Photo by Juliana Gómez of  No Water for Whales

Photo by Juliana Gómez of No Water for Whales

Think about travelling in shoulder seasons – just because it isn’t the peak of summer doesn’t mean that you can’t enjoy long walks and wild swims. If sunshine isn’t guaranteed, come prepared for cold or rainy days so you can wrap up and head outdoors. When the weather is a little cooler and the crowds have dispersed it can be much more pleasant to walk around and explore. If you’re travelling someplace where the sun will be scorching, sunbathing, swimming and al fresco dining are obvious. Is there another way that you could get closer to nature? 

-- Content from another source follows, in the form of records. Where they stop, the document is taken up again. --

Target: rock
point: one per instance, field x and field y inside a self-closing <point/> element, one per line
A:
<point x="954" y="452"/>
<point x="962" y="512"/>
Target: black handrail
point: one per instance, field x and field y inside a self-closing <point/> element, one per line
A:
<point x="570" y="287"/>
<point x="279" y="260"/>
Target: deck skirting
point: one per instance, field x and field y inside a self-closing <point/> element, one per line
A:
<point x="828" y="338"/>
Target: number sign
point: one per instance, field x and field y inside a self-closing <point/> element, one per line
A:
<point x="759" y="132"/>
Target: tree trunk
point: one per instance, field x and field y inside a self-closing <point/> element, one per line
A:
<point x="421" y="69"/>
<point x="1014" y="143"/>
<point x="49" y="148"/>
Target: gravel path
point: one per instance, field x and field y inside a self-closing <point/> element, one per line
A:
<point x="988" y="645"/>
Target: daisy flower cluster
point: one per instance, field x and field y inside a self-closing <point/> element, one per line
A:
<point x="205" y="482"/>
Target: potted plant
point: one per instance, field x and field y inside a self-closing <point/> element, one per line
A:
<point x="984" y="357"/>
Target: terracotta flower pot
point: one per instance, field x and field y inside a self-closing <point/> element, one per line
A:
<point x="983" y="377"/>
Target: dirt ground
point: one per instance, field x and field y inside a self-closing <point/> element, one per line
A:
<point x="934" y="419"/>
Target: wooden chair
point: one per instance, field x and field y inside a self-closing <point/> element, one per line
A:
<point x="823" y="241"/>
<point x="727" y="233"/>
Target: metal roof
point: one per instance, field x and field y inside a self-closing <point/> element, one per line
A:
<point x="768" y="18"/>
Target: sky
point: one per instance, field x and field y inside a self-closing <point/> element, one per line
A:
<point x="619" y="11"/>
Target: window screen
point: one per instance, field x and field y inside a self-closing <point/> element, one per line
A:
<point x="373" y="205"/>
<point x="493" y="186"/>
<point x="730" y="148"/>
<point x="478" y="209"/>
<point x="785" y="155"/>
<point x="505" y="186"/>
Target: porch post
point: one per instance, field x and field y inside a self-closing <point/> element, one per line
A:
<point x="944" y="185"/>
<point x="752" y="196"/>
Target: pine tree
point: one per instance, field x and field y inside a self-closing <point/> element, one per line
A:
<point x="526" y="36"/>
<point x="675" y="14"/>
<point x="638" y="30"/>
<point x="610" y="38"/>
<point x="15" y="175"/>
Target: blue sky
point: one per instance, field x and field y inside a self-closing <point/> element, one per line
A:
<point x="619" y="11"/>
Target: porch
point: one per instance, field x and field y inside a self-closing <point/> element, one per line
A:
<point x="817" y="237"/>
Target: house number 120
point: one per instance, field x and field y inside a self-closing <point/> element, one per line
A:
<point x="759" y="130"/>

It should come as no surprise that Norway is currently ranked as the third happiest country in the world on the World Happiness Report. It’s been in the top five (dominated by Nordic countries) since the report began in 2012. There are many factors involved in its ranking, but it’s now well documented that spending time outdoors correlates to happiness. Doctors are even prescribing ecotherapy, encouraging patients to spend time in nature to improve their physical and psychological well-being. Being outdoors triggers serotonin – the happy hormone – which can help you deal with stress and anxiety, as well as helping to boost creativity and concentration. 

If you travel for pleasure, it makes sense to head outdoors to indulge in a little friluftsliv and soak up all that fresh air.